Cytomegalovirus (CMV) infection has a profound impact on the host's immune system. Immunological imprinting by CMV is not restricted to immunity against CMV itself, but can affect immunity against other viral or non-viral infectious agents and also immunopathological responses. One category is heterologous immunity based on molecular mimicry, where antigen recognition receptors specific for a CMV antigen with broad avidity distribution also bind with some avidity to unrelated antigens and exert effector functions against target structures other than those linked to CMV. Another category is induction of cytokines by CMV infection that inhibit or drive immune responses to bystander antigens unrelated to CMV, and a third category is the activation of antigen-presenting cells by CMV from which unrelated antigens profit as "stowaways". A striking example of the "stowaway" category, actually one that is of medical importance, has been published recently and will be discussed here for the more general reader. Specifically, in a murine model, CMV airway infection and inhaled environmental antigen of poor intrinsic allergenic potential were found to sensitize for allergic airway disease (AAD) only when combined. As to the mechanism, viral activation of CD11b conventional dendritic cells (CD11b cDC) that localize to airway mucosa facilitates uptake and processing of inhaled antigen. Thus, CMV serves as a "door opener" for otherwise harmless environmental antigens that have no intrinsic property to activate DC. Antigen-laden CD11b cDC migrate selectively to the airway draining lymph nodes, where they prime type-2 CD4 T helper (Th-2) cells. Upon airway re-exposure to the inhaled antigen, Th-2 cells secrete interleukins (IL-4, IL-5, IL-9, and IL-25) known to induce goblet cell metaplasia, the lead histopathological manifestation of AAD that is characterized by thickening of airway epithelia and increased numbers of mucus-producing goblet cells, resulting in enhanced mucus secretion and airflow obstruction.

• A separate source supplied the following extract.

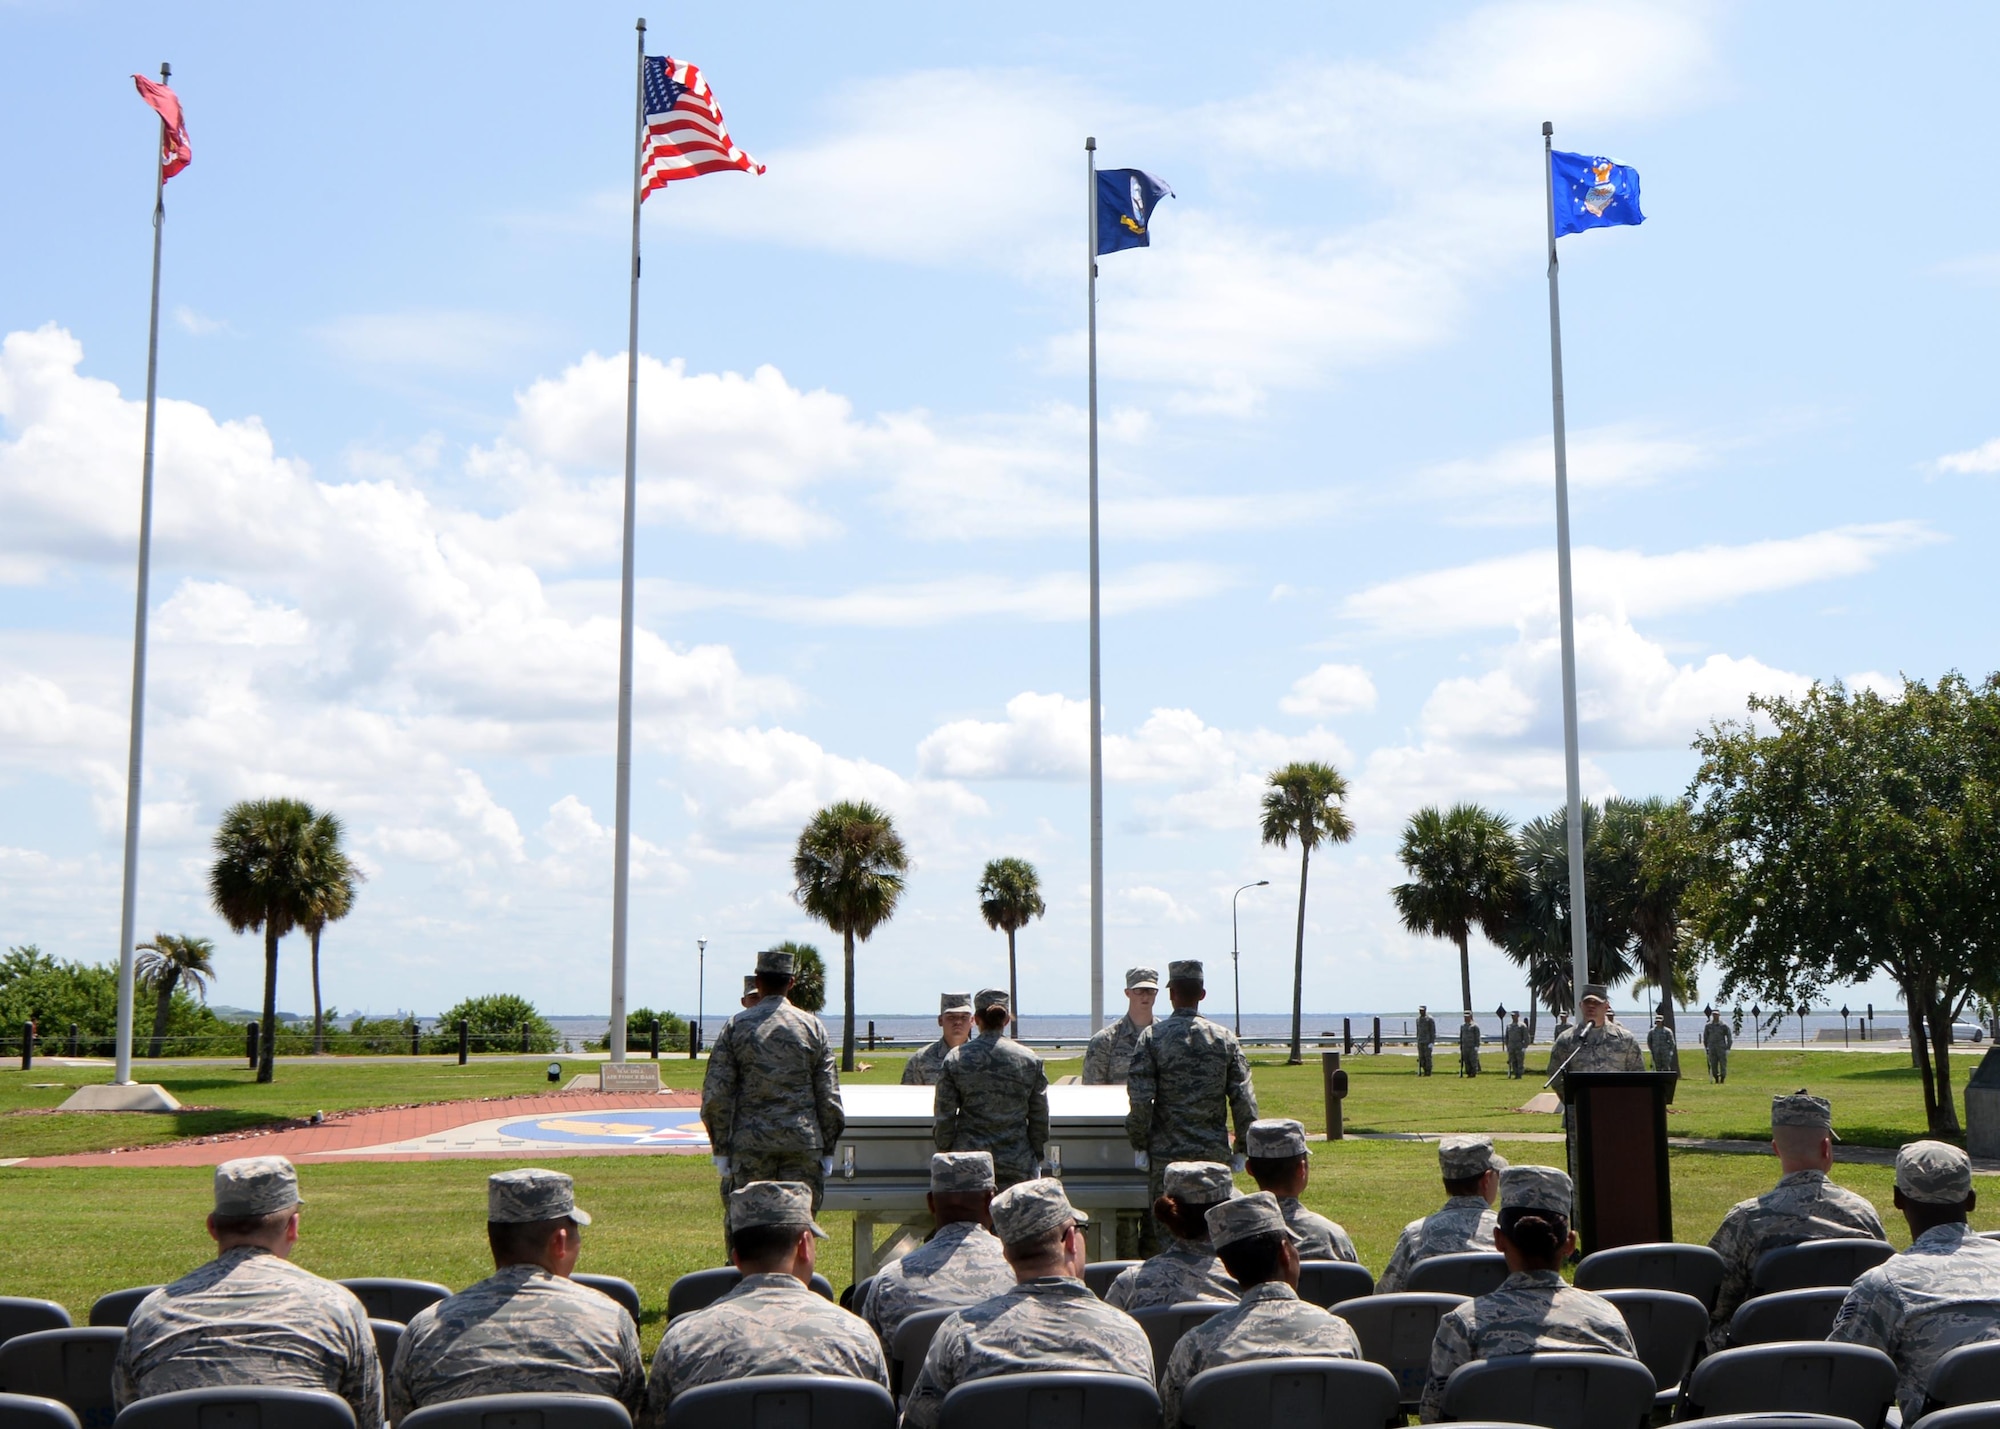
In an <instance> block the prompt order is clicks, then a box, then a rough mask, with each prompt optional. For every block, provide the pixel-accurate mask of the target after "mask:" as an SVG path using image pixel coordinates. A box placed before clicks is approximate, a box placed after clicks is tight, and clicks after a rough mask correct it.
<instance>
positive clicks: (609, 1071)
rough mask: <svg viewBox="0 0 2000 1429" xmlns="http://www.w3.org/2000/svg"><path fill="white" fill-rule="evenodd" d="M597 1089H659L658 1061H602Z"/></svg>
mask: <svg viewBox="0 0 2000 1429" xmlns="http://www.w3.org/2000/svg"><path fill="white" fill-rule="evenodd" d="M598 1091H660V1063H604V1065H602V1067H598Z"/></svg>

巨细胞病毒 (CMV) 感染对宿主的免疫系统有深远影响。CMV 引起的免疫印迹不仅限于对 CMV 本身的免疫,还可以影响对其他病毒或非病毒传染性病原体的免疫以及免疫病理反应。一类是基于分子模拟的异源免疫,其中对 CMV 抗原具有广泛亲和力分布的抗原识别受体也以一定的亲和力与不相关的抗原结合,并对除与 CMV 相关的靶结构以外的靶结构发挥效应功能。另一类是 CMV 感染诱导细胞因子,抑制或驱动对与 CMV 无关的旁观者抗原的免疫反应,第三类是 CMV 激活抗原呈递细胞,无关抗原作为“偷渡客”从中受益。“偷渡客”类的一个引人注目的例子,实际上是一个具有医学重要性的例子,最近已经发表,并将在这里为更广泛的读者进行讨论。具体来说,在一个鼠模型中,发现 CMV 气道感染和吸入的低固有致敏潜能的环境抗原只有在联合时才会引起过敏性气道疾病 (AAD)。至于机制,病毒激活定位在气道黏膜的 CD11b 常规树突状细胞 (CD11b cDC) 促进吸入抗原的摄取和处理。因此,CMV 是一种“开门器”,可使原本无害的环境抗原发挥作用,这些抗原本身没有激活 DC 的特性。负载抗原的 CD11b cDC 选择性迁移到气道引流淋巴结,在那里它们激活 2 型 CD4 T 辅助 (Th-2) 细胞。当再次暴露于吸入的抗原时,Th-2 细胞分泌白细胞介素 (IL-4、IL-5、IL-9 和 IL-25),已知这些细胞因子可诱导杯状细胞化生,这是 AAD 的主要组织病理学表现,其特征是气道上皮增厚和粘液生成杯状细胞数量增加,导致粘液分泌增加和气流阻塞。